Cerita Jokowi soal Sikap Mohammad Natsir dan Gus Dur pada Sahabatnya yang Rayakan Natal
Ketika Hari Raya Natal, Bapak Natsir selalu berkunjung ke rumah Bapak I. J. Kasimo.
TRIBUNMANADO.CO.ID - Presiden Joko Widodo (Jokowi) menghadiri Perayaan Natal Nasional Tahun 2019, di Sentul International Convention Center (SICC), Bogor, Jawa Barat, Jumat (27/12) malam.
Jokowi dalam sambutannya mengingatkan, persahabatan sejati sudah lama menjadi roh bangsa Indonesia selama ratusan tahun nenek moyang kita hidup bersama, damai, harmonis dalam persahabatan, dalam persaudaraan yang tulus, yang sejati tanpa membeda-bedakan agama, suku, dan ras.
“Nilai-nilai persaudaraan inilah yang mengikat keindonesiaan kita di masa lalu, di saat ini, maupun di masa yang akan datang,” kata Presiden Jokowi
Dengan hidup sebagai satu saudara, satu sahabat, menurut Kepala Negara, kita akan sigap mengulurkan tangan jika saudara-saudara kita dalam kesusahan.
Dengan hidup sebagai satu saudara, satu sahabat, membuat kita selalu mudah menyodorkan solidaritas ketika saudara kita memerlukan bantuan.
Dengan hidup sebagai satu saudara, satu sahabat, membuat kita tidak ragu untuk saling mengingatkan.
Dengan hidup sebagai satu saudara dan satu sahabat, lanjut Kepala Negara,juga tidak pernah sulit kita semuanya untuk bergandengan dengan bergotong-royong berkolaborasi untuk mencapai tujuan besar bangsa kita, Indonesia.
Presiden Jokowi menunjuk contoh keteladanan yang diberikan tokoh-tokoh bangsa Indonesia tentang indahnya, berharganya persahabatan dan persaudaraan, sebagaimana dilakukan oleh pendiri Masyumi, tokoh Islam terkemuka Mohammad Natsir yang bersahabat dengan Ignatius Jonathan Kasimo sebagai seorang tokoh Katolik.
“Ketika Hari Raya Natal, Bapak Natsir selalu berkunjung ke rumah Bapak I. J. Kasimo.
Sebaliknya, pada saat Idulfitri, Bapak I. J. Kasimo juga datang berkunjung ke rumah Bapak Natsir,” ungkap Presiden seraya menambahkan, inilah teladan indahnya persahabatan di antara dua tokoh bangsa.
Demikian juga dengan cerita keakraban Gus Dur (KH. Abdurrahman Wahid) dengan Romo Mangun (YB. Mangunwijaya), menurut Presiden, juga bisa menjadi inspirasi bagi kita semuanya bagaimana Pancasila diwujudkan dalam persahabatan yang nyata.

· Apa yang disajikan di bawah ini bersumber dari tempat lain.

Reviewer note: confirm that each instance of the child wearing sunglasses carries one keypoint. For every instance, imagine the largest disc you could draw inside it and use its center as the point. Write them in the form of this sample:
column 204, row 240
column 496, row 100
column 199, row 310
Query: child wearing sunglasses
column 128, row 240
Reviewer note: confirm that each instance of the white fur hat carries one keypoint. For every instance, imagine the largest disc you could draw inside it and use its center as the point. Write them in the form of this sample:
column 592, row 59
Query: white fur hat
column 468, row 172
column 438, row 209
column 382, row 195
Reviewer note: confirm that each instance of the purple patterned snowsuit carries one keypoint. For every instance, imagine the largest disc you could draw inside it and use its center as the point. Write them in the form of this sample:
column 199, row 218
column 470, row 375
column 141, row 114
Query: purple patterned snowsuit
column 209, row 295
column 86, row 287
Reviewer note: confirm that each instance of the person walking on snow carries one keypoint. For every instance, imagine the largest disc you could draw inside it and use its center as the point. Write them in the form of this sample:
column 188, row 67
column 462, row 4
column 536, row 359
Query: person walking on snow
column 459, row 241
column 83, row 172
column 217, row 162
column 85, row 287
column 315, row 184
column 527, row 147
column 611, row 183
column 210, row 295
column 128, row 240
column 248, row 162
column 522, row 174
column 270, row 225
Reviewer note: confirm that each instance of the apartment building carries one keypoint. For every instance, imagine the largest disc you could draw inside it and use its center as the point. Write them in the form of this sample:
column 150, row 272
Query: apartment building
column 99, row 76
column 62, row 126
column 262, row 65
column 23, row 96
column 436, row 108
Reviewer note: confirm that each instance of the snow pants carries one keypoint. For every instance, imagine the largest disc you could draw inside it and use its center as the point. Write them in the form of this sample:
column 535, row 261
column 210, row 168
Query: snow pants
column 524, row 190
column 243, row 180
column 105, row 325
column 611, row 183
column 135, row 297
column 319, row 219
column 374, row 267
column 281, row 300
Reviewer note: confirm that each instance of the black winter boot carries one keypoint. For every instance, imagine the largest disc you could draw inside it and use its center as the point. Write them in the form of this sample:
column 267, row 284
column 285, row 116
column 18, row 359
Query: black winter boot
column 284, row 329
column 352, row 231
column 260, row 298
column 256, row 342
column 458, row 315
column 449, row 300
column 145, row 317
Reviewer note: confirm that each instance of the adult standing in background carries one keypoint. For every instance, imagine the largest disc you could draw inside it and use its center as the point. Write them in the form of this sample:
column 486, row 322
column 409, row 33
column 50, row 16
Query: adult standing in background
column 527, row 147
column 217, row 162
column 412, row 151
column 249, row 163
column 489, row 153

“Mereka tidak mempersoalkan perbedaan. Mereka berbeda agama tetapi tetap bersahabat seperti bersaudara,” tutur Kepala Negara.
Namun Kepala Negara juga mengingatkan bahwa dalam perjalanan sejarah kita juga sering diuji apakah kita mampu menjaga kebersamaan di antara kita, apakah kita mampu merawat persaudaraan dan persahabatan di antara kita.
Dan pada momen-momen tertentu ada saja yang mencoba-coba mengganggu kedamaian hubungan antarsuku, antaragama, menggoyang-goyang keharmonisan hubungan kita semuanya, atau bahkan menebar kebencian dan intoleransi dalam kebersamaan kita.
“Tapi saya yakin, saya meyakini dengan semangat persaudaraan dan persahabatan yang sangat kuat, kita akan selalu mampu menghadapi semuanya. Saya memiliki keyakinan itu,” tegas Kepala Negara.